Although “everything is super-expensive”, Maureen Schuller, head of financials research at ING, warned that should the European Central Bank reactivate its asset purchase programme (APP), relative value within covered bonds could be affected.
“Nowadays jurisdictions that were not part of the covered bond purchase programme (CBPP3) trade almost as compressed as jurisdictions that were previously part of the purchase programme,” she said. “We may obviously see those dynamics change.”
But Schuller said that – even if APP-eligible names could benefit from a restart of net new buying – names trading at the wider end of the market could outperform.
“If you believe in the further tightening of spreads, then I think everything that offers a little bit of a spread pick-up will still probably be best performing going forward,” she said. “At this stage, if you look at spreads themselves, they are not as tight as they were.”

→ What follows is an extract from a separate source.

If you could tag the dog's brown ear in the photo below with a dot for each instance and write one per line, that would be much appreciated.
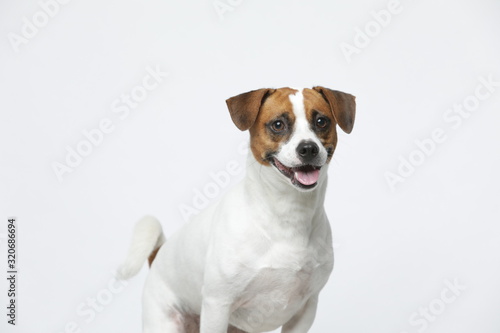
(245, 107)
(343, 107)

And she said she expects covered bonds’ price performance to be supported by expectations of the ECB cutting rates against a backdrop of slowing economic growth.
Dirk Husnik, director – syndicate, BayernLB, agreed that technical factors should support stable or tighter spreads, but that the primary market could feel some upward pressure.
“I could imagine that investors will require higher new issue premiums, just to balance the negative yields,” he said. “That’s something we have already seen in Q3, Q4 2016.
“When the primary market restarted after the summer break, we saw even higher new issue premiums from trade to trade, like a ladder going up and up, and then spreads widened. So that’s something that could happen as well.”
Rauch meanwhile warned that the broader distorting impact of CBPP3 could return should the ECB ramp up its involvement in the covered bond market again. After the launch of CBPP3 Rauch warned that the central bank was just leaving “breadcrumbs” for investor like him, and he said he sticks to this view.
“I’m placing a big question mark on a fourth programme,” he said, “but you never know.
“If a new purchase programme is to be expected, we need to watch out.”